Los Angeles Unified School District Will Have to Vote to Force Covid-19 Vaccines to Eligible Students

“By the beginning of the spring semester, all students 12 and older who are eligible and do not have an exemption will have received a vaccine,” Tanya Ortiz told CNN affiliate KCBS / KCAL, LAUSD School Board Member Franklin, who added that the district will provide the vaccines.
According to a report included with an online copy of Thursday’s agenda, all students 12 years of age or older who attend school in person should have received the first dose by November 21 at the latest and be completely vaccinated on December 19th. participation in face-to-face extracurricular activities should be fully vaccinated by the end of October.

The report says “students with qualified and approved exemptions and conditional admissions” would be excluded from the mandate, but does not provide additional details on possible exemptions.

LAUSD, which serves more than 600,000 students and began school on August 16, would be the first major school district in the United States to require Covid-19 vaccines for its eligible students. A smaller district in Los Angeles County, Culver City’s unified school district, announced in August that it planned to require vaccination of eligible students in mid-November.
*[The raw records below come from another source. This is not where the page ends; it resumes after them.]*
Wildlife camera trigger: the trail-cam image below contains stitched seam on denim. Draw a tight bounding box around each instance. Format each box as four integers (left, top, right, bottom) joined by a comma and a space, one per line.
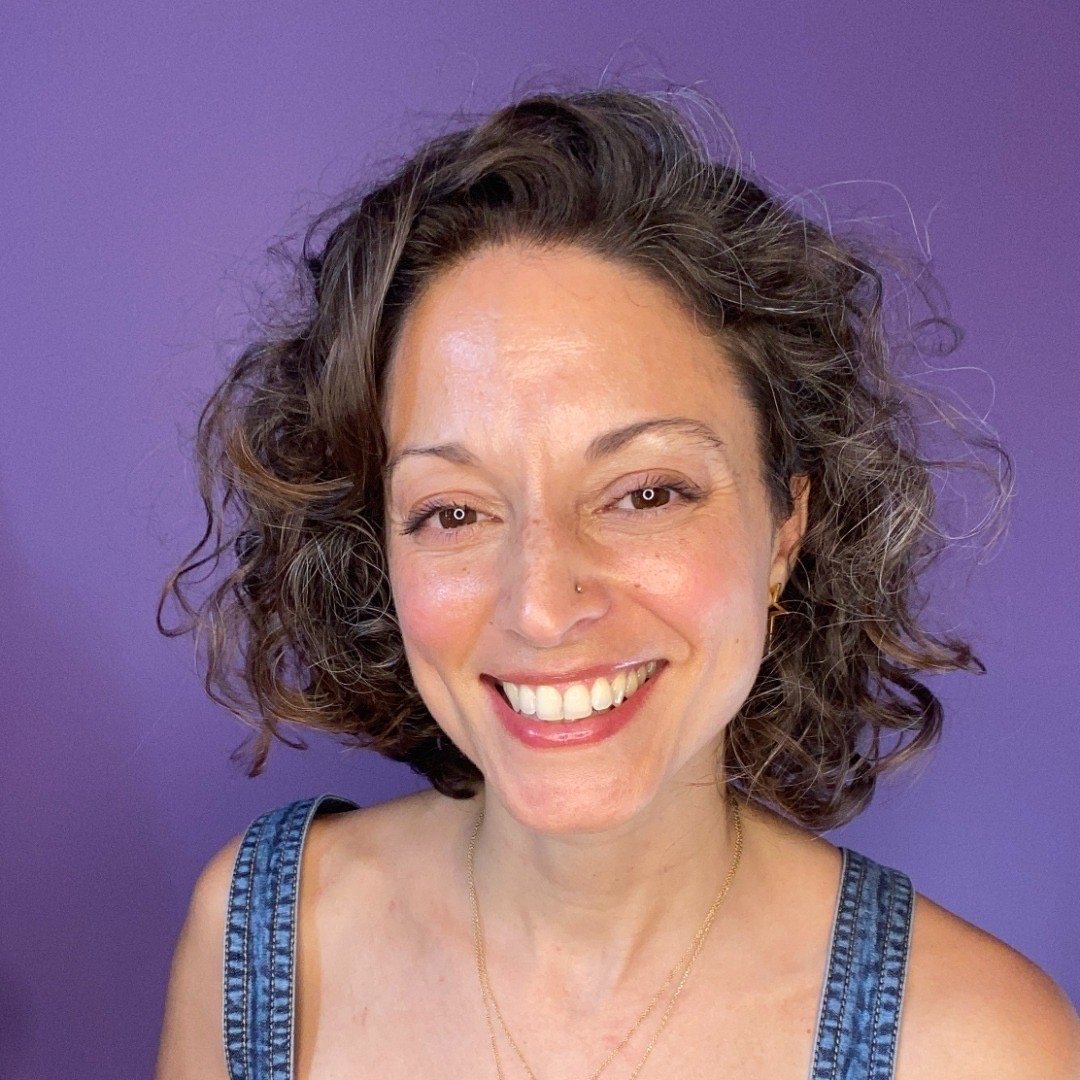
812, 849, 860, 1080
227, 814, 269, 1076
221, 826, 253, 1080
889, 876, 915, 1080
867, 870, 896, 1080
266, 802, 306, 1080
808, 847, 851, 1080
240, 814, 270, 1070
262, 812, 287, 1080
808, 846, 851, 1080
828, 858, 868, 1080
221, 827, 253, 1080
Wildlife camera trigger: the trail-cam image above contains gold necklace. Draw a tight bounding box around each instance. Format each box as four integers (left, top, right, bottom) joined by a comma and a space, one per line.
469, 796, 743, 1080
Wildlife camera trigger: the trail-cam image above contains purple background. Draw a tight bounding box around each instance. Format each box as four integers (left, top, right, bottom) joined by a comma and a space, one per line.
0, 0, 1080, 1080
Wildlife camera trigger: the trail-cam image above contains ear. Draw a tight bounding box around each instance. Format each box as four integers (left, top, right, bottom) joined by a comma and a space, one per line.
769, 473, 810, 584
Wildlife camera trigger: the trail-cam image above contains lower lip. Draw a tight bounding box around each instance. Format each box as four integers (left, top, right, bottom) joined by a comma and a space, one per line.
482, 669, 662, 750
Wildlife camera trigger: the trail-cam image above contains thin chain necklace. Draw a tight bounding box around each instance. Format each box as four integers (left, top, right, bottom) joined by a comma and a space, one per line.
469, 796, 743, 1080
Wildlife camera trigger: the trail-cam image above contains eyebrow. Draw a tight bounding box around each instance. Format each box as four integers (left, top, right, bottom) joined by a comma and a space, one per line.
382, 416, 727, 481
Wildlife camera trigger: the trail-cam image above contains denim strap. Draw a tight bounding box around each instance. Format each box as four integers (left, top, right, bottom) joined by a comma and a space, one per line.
222, 795, 357, 1080
810, 848, 914, 1080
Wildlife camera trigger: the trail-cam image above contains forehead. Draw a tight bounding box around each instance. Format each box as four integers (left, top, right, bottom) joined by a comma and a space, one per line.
384, 244, 750, 460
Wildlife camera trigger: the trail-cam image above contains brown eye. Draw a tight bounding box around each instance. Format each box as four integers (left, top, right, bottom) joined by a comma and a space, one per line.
630, 487, 671, 510
438, 507, 476, 529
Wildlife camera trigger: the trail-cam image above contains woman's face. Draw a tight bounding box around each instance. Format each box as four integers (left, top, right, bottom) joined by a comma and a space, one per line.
384, 245, 806, 833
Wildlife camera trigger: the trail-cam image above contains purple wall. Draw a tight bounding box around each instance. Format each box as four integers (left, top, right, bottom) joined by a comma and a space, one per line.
0, 0, 1080, 1080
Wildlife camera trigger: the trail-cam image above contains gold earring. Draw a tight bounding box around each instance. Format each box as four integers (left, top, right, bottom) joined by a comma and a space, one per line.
765, 581, 788, 653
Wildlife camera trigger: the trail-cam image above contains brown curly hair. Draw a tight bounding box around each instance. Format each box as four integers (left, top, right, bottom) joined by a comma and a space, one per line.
157, 87, 1012, 831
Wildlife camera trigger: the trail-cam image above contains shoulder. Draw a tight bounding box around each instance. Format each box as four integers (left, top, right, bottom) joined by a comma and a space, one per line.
896, 893, 1080, 1080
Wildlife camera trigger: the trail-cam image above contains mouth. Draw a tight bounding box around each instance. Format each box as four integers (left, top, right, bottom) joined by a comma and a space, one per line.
481, 660, 666, 724
481, 661, 666, 751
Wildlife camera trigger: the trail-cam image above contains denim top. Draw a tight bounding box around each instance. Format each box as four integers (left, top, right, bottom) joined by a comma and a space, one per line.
224, 795, 914, 1080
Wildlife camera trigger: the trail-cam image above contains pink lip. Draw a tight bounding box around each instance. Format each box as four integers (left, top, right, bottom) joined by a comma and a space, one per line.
489, 658, 663, 687
481, 665, 666, 750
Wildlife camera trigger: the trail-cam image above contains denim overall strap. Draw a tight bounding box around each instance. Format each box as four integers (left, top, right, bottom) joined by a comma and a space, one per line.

Franklin told CNN’s John Berman that the district is “trying to do everything we can to keep our schools safe,” pointing to the Delta variant as a threat to the community.

“Children are at risk of the Delta variant in ways we didn’t see last semester,” he said, “and our responsibility to children and our communities is their safety and well-being.”

The Pfizer / BioNTech vaccine is the only one available in the United States authorized for emergency use for children between the ages of 12 and 15, although the vaccine has received full approval from the U.S. ‘Food and Drugs of the United States for Persons Over 16 Years of Age.

But that’s not a problem for the LAUSD school board, Franklin told CNN: “We understand that the benefits far outweigh the risks, and therefore the emergency permit is not weighing on our decision.”

“It’s about access,” he added, “and that we can provide it to our children in this country and we want to do it as quickly as possible.”

Board member Jackie Goldberg said the mandate was to “save lives,” KCBS / KCAL reported.

“That’s why there are no measles, mumps and rubella in our schools, because we vaccinate and we need it.”